町の中心を流れる川にかかる橋の下で、13歳の少年・正樹の遺体が無残な姿で発見されました。突如として起きた殺人事件に、小さな町は不安と恐怖に包まれ、住民たちの間ではさまざまな噂が飛び交います。

正樹と同じ中学校に通う春(高良健吾)、晃(大東駿介)、朔(石田卓也)、直哉の4人は、正樹がよく遊びに行っていた謎めいた老人「おんさん」を疑い、家に押しかけました。そこでもみ合いとなり、ひとりがおんさんを殺害。春はその罪をすべて一人で背負い、証拠隠滅のために家に火をつけました。

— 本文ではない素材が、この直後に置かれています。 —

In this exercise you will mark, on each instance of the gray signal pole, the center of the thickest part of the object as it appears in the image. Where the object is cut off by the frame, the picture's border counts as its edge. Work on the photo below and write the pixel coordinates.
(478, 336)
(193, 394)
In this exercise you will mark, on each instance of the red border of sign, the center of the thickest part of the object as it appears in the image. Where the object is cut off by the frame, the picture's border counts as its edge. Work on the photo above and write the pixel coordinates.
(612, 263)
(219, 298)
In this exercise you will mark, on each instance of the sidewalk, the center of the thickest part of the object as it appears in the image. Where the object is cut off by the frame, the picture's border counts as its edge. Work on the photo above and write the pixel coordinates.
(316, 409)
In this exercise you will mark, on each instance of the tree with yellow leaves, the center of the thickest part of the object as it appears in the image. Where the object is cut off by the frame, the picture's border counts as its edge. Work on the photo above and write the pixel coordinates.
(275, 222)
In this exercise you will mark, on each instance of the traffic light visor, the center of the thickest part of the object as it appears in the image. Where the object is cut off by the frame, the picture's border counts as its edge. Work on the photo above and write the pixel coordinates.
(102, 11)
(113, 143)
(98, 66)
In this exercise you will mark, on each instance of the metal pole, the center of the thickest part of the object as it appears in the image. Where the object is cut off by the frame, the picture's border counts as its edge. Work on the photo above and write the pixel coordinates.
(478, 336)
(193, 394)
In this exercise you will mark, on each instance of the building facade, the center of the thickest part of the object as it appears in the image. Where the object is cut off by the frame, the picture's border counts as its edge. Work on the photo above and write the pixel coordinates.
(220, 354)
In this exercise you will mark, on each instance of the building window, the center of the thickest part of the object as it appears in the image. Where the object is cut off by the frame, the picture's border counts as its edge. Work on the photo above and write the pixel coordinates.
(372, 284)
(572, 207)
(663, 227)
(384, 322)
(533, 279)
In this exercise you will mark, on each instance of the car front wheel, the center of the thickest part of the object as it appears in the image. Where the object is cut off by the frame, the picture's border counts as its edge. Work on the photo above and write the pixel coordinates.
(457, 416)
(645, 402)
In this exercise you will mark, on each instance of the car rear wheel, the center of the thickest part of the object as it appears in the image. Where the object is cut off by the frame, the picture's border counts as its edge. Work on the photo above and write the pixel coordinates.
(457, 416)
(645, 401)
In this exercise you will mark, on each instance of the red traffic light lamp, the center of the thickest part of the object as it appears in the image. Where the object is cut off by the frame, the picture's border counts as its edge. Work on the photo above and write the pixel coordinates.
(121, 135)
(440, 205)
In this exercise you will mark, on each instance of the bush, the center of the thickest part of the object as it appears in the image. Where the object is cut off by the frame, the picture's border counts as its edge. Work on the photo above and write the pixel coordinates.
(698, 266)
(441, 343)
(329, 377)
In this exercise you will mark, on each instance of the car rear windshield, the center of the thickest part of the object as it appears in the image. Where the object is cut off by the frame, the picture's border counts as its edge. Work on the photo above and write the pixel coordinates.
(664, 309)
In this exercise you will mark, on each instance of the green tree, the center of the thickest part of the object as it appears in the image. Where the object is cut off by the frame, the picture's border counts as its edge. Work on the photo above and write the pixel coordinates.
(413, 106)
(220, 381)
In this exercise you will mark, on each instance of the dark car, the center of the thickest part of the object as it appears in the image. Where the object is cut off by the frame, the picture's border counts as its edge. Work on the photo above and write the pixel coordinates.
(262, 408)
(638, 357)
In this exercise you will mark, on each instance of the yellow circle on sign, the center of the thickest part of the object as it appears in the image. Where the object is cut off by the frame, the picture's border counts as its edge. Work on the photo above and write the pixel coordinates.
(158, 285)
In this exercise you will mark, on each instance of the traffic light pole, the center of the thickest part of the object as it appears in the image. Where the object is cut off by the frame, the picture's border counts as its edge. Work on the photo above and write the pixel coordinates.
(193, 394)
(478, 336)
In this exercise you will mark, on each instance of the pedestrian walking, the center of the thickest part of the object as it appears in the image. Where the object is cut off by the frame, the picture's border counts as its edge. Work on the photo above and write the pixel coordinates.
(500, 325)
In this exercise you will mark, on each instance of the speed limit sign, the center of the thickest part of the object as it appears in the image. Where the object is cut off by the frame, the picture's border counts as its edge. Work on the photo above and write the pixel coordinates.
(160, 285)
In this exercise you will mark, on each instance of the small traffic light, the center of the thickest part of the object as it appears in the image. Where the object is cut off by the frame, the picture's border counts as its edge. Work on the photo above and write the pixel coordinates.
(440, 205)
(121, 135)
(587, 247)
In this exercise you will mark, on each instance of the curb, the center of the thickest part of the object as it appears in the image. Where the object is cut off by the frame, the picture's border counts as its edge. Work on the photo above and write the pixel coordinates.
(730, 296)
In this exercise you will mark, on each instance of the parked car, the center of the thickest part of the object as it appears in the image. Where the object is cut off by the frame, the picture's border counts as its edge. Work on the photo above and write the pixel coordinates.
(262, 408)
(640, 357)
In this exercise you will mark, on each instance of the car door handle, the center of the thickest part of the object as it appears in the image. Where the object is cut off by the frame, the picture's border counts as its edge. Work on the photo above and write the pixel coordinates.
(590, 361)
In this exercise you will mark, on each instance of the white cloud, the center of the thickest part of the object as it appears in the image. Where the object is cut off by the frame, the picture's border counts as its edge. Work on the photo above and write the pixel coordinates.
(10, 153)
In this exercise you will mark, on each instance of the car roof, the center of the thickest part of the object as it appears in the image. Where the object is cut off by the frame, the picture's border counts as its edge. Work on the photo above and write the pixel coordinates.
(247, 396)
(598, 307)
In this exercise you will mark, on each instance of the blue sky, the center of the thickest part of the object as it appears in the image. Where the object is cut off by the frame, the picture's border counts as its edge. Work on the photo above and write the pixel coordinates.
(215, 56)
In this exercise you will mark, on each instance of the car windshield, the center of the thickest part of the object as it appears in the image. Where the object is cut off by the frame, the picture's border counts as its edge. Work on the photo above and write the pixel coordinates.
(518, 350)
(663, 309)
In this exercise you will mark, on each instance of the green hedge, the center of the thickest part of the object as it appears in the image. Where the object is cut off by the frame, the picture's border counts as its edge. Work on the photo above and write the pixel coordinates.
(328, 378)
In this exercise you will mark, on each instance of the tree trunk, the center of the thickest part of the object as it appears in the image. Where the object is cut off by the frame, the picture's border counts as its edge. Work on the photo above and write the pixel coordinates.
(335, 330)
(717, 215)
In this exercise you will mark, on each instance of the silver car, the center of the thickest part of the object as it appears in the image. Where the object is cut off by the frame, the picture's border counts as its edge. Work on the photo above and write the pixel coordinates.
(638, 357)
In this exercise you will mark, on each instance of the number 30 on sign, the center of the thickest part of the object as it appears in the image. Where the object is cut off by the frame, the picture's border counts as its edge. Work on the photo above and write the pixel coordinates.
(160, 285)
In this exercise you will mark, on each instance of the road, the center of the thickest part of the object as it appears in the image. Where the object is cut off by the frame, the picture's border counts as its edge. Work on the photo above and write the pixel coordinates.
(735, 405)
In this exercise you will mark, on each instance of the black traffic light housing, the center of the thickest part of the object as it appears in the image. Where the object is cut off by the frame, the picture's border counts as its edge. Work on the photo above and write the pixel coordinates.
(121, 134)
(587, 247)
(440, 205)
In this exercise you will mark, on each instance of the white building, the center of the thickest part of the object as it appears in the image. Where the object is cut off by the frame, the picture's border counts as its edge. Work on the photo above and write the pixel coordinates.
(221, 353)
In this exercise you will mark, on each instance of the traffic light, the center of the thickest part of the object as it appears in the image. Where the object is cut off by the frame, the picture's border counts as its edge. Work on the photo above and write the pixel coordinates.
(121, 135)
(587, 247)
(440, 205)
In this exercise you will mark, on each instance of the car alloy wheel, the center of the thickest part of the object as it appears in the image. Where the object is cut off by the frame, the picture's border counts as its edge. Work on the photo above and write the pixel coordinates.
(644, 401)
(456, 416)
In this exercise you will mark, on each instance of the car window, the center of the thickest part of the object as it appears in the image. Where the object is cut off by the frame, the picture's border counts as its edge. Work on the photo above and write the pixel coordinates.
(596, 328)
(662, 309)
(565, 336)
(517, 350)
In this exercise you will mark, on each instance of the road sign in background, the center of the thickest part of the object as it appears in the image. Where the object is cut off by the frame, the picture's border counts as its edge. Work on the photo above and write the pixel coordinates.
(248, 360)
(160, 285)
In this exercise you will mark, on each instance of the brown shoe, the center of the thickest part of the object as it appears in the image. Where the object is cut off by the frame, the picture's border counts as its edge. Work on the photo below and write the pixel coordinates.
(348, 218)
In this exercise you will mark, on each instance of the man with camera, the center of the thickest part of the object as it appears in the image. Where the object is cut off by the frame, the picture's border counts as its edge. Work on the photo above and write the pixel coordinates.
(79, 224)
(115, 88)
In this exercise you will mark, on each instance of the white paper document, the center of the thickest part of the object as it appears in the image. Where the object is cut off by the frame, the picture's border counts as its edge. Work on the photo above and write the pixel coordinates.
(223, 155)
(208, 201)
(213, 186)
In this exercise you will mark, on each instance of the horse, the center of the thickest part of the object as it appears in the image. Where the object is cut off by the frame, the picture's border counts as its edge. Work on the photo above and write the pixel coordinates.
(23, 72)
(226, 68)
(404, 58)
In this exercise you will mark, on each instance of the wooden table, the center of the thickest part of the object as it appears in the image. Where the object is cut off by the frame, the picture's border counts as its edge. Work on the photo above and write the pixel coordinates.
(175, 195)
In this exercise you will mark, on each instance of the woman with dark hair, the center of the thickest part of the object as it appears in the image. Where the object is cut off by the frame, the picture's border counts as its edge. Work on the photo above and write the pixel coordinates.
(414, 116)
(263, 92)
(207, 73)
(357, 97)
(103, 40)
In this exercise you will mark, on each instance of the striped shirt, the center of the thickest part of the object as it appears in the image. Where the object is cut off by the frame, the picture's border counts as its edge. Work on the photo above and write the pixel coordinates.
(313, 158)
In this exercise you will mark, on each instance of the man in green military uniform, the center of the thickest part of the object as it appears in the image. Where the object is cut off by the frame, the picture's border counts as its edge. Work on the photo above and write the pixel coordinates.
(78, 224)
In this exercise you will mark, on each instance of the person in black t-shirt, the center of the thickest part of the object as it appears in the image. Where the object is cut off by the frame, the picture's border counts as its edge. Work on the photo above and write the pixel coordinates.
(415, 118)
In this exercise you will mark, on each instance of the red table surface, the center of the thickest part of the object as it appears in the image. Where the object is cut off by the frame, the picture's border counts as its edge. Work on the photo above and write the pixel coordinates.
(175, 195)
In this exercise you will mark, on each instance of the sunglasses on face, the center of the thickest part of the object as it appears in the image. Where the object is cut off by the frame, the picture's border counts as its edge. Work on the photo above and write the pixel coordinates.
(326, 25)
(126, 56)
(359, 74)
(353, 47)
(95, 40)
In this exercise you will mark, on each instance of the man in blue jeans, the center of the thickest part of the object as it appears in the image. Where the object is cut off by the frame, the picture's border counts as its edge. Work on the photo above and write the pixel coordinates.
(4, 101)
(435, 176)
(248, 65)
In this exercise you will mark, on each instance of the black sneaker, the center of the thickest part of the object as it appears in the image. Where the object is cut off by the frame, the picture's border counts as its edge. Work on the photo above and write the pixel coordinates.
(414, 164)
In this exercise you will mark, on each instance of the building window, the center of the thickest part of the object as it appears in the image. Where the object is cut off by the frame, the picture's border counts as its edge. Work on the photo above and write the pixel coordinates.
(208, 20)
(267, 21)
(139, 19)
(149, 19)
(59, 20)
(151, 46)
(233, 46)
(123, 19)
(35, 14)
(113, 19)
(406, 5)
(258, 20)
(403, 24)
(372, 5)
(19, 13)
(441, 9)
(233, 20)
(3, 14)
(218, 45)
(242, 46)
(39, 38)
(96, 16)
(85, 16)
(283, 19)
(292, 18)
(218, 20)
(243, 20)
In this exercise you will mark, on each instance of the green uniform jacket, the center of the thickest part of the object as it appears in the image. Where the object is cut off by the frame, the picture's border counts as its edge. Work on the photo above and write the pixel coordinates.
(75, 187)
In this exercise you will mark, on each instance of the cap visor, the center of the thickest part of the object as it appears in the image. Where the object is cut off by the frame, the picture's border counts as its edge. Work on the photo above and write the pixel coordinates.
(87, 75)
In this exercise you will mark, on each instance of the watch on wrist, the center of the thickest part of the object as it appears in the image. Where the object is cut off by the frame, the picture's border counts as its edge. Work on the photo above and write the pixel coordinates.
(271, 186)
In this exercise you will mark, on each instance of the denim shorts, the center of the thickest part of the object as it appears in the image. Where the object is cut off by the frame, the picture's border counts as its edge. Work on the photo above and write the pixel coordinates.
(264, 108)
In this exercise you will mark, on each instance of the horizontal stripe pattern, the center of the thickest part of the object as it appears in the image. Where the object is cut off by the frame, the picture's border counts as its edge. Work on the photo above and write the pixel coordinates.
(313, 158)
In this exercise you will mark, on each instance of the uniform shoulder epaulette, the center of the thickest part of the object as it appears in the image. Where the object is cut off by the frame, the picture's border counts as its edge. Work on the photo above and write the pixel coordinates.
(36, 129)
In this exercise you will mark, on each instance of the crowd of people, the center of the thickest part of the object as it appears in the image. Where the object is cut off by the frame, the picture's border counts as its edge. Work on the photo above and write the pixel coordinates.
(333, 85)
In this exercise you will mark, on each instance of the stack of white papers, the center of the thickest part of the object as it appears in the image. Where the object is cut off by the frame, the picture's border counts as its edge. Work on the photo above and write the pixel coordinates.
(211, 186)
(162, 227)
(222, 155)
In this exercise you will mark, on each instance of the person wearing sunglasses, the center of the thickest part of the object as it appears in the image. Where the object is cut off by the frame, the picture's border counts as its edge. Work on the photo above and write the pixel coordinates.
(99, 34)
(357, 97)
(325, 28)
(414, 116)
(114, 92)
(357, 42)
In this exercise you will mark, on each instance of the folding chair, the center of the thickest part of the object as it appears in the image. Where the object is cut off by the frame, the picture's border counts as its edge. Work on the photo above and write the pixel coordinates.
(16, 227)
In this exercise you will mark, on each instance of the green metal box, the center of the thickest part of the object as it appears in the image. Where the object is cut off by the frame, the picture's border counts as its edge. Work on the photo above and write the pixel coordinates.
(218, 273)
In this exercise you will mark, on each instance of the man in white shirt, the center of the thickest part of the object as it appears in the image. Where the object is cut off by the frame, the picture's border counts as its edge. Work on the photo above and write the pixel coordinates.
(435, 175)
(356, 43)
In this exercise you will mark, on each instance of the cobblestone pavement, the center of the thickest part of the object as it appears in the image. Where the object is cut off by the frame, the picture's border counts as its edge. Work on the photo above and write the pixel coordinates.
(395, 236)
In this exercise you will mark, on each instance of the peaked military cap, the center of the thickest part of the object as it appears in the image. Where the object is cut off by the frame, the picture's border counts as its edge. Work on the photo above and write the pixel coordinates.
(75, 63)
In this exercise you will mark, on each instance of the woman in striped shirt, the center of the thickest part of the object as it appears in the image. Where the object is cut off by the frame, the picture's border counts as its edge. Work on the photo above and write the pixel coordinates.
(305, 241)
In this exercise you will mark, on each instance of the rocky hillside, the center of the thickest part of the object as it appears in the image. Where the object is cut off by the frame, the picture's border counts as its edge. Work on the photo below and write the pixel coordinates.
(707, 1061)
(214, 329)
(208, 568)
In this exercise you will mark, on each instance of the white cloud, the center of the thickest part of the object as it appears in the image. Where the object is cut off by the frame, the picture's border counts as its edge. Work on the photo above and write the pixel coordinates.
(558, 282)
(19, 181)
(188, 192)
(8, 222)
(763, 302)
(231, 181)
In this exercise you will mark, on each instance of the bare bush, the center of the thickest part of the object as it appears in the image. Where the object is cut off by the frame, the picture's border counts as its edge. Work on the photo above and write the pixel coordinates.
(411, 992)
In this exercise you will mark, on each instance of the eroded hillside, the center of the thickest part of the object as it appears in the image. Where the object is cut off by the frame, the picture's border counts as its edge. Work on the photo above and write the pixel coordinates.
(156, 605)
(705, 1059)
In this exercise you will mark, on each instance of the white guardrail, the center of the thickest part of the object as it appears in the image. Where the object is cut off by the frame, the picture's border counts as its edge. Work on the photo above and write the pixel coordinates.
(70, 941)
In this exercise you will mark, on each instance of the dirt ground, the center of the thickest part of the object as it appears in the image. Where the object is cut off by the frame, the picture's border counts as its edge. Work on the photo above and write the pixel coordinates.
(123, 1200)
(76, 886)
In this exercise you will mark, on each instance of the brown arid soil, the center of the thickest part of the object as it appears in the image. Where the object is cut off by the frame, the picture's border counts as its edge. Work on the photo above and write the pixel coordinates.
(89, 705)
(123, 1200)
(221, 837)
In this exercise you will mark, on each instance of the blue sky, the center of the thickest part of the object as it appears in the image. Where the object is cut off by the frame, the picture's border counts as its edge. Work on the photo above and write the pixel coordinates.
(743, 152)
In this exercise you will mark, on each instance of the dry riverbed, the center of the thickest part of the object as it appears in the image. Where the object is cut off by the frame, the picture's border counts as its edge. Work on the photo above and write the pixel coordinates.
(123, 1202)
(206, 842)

事件から22年後、刑事となった晃は父の死をきっかけに故郷へ戻ります。葬儀で朔と再会した晃は、朔が農業を継ぎながら、ひきこもり状態の双子の弟・直哉の世話をしていることを知ります。

そうした中、かつてと同じ橋の下で、再び少年の遺体が発見されました。現場の状況はあの22年前の事件と酷似しており、町は恐怖と不安に包まれます。捜査を進める晃は春とも再会。春は現在、建設会社を営みながら非行少年たちを支援しており、殺害された少年も春のもとへ出入りしていた一人でした。幼馴染3人の再会により、それぞれが心の奥に封印してきた22年前の記憶が呼び覚まされます。過去と現在、二つの事件の関連性が徐々に明らかになるにつれ、隠されてきた真実が浮かび上がってくるのでした――。

初監督作で挑んだ本格サスペンス映画

映画『罪と悪』は、著名な監督たちの下で助監督を務めてきた齊藤勇起さんが、完全オリジナル脚本初監督を務めた本格サスペンス映画です。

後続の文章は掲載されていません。